Perlite Concrete

Perlite Concrete

 

a variety of lightweight concrete in which the aggregate is made from expanded perlite or a similar volcanic rock, for example, obsidian or vitrophyre. The main binder for perlite concrete is cement, although such materials as lime, plaster, and synthetic resins are also used.

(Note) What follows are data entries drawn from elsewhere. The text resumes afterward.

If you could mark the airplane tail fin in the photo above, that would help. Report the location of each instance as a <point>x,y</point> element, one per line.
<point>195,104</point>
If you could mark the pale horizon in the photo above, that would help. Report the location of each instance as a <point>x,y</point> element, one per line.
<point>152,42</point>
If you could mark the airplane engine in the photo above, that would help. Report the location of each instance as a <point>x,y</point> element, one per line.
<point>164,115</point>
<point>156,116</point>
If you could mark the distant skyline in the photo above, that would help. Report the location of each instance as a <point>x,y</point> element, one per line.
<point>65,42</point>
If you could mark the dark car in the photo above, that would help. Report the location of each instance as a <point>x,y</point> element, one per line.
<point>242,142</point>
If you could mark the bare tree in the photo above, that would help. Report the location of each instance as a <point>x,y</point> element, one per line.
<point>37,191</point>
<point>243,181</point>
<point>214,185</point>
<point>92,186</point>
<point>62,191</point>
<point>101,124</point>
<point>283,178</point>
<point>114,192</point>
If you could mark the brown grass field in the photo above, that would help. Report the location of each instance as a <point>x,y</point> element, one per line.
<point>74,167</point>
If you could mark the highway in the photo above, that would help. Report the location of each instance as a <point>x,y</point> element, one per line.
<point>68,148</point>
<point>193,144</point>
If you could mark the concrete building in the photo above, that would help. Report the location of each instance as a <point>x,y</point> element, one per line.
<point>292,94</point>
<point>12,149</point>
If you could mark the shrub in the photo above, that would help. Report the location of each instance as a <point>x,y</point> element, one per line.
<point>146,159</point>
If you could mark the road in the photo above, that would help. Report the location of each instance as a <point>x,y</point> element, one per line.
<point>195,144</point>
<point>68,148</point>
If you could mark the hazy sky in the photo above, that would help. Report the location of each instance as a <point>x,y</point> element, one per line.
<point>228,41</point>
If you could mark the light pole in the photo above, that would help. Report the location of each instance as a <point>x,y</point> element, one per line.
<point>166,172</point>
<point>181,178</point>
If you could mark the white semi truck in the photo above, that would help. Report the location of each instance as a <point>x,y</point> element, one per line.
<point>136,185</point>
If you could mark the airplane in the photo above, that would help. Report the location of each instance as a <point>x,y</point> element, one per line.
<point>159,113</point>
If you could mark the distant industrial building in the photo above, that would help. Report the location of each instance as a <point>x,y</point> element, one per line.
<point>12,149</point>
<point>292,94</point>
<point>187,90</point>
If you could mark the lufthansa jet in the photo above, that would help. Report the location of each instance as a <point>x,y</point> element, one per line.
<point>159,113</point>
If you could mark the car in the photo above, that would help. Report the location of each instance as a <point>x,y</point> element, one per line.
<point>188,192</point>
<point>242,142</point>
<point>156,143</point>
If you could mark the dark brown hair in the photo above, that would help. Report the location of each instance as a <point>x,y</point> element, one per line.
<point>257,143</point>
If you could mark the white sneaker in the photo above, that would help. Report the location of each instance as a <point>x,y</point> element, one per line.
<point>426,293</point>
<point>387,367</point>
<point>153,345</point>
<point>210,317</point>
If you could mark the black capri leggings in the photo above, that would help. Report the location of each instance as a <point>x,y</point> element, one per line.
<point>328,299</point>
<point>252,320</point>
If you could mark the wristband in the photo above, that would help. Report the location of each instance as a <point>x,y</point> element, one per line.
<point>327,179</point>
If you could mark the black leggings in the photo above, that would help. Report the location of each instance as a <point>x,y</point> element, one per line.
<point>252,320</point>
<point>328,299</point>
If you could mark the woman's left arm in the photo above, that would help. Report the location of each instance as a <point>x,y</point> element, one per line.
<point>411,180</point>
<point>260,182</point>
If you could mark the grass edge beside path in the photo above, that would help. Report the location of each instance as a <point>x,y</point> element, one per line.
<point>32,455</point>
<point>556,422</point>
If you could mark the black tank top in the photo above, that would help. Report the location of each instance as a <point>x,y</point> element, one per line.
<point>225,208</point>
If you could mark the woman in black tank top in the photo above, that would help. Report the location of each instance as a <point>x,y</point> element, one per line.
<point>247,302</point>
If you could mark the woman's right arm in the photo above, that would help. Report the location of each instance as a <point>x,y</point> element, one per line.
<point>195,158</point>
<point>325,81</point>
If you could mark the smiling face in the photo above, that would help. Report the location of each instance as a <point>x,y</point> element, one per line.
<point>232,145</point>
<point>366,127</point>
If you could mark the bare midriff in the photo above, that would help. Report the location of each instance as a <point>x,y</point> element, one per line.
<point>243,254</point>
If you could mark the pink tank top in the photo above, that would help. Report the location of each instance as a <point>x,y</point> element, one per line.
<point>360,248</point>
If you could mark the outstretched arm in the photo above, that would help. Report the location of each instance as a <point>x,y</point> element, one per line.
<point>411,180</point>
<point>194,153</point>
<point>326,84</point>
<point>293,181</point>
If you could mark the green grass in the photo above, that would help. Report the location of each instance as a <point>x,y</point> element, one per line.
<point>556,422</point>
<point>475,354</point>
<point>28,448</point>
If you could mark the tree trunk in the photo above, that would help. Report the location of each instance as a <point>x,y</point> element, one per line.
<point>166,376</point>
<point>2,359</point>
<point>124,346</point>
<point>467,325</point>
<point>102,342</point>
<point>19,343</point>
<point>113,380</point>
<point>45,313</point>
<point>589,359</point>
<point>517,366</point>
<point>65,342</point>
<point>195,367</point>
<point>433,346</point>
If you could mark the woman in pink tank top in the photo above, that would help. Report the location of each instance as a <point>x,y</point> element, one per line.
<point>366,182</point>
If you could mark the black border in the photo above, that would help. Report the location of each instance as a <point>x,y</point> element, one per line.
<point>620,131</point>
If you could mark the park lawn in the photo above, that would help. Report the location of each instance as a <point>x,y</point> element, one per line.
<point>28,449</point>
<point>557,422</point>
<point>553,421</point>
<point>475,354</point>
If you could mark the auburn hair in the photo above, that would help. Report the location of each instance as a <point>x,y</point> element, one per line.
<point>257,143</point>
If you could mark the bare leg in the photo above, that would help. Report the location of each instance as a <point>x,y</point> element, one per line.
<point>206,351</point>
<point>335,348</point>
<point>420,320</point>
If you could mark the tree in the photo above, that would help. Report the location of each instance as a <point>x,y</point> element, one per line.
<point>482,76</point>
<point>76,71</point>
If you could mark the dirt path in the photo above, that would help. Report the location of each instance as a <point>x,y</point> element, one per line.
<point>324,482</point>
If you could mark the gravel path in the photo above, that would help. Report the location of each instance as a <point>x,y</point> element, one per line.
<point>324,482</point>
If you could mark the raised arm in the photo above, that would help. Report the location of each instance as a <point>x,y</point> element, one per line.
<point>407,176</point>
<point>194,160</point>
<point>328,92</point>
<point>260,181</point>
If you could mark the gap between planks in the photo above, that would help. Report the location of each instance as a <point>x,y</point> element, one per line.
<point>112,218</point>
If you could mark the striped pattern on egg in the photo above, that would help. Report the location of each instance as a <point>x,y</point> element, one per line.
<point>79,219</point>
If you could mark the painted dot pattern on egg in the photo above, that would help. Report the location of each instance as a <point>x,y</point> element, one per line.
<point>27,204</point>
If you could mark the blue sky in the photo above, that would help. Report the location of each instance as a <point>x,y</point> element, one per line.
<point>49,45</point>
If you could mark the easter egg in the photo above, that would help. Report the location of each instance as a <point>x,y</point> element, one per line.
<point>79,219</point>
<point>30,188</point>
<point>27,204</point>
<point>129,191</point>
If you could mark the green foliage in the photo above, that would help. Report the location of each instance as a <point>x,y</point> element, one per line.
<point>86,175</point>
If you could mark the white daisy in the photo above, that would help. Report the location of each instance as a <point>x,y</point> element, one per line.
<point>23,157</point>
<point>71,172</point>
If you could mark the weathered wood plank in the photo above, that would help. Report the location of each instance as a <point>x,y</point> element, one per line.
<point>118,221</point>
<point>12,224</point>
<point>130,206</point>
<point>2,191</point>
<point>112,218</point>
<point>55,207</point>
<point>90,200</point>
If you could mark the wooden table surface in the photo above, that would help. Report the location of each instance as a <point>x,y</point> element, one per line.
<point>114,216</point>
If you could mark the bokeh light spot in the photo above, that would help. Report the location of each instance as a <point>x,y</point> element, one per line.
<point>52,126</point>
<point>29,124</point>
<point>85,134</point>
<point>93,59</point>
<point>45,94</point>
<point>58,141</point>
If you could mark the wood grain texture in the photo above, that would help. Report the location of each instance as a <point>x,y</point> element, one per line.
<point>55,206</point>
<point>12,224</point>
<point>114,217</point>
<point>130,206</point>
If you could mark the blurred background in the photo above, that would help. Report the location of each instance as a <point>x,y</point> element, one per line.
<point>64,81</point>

Perlite concrete that is used for thermal insulation has a density of 500 kg/m3 and a coefficient of thermal conductivity that ranges from 0.07 to 0.13 watts per meter-degree K (W/m•°K). Structural perlite concrete, which also has thermal-insulating properties, has a density that ranges from 600 to 1,000 kg/ m3, a strength that ranges from 3.5 to 10 meganewtons per square meter, and a coefficient of thermal conductivity that ranges from 0.15 to 0.33 W/m•°K; the structural variety of perlite concrete is used mainly for producing prefabricated enclosing members in buildings. Combined aggregates, for example, perlite with keramzit (seeKERAMZIT), are efficiently used in structural perlite concrete. The lightest perlite concretes, for example, the Soviet-made perlitoplastbeton, contain synthetic resins.

REFERENCE

Strizhevskii, M. V., N. V. Morozov, and M. T. Sedakova. Perlity i perlitobetony v industrial’nom stroitel’stve. Irkutsk, 1963.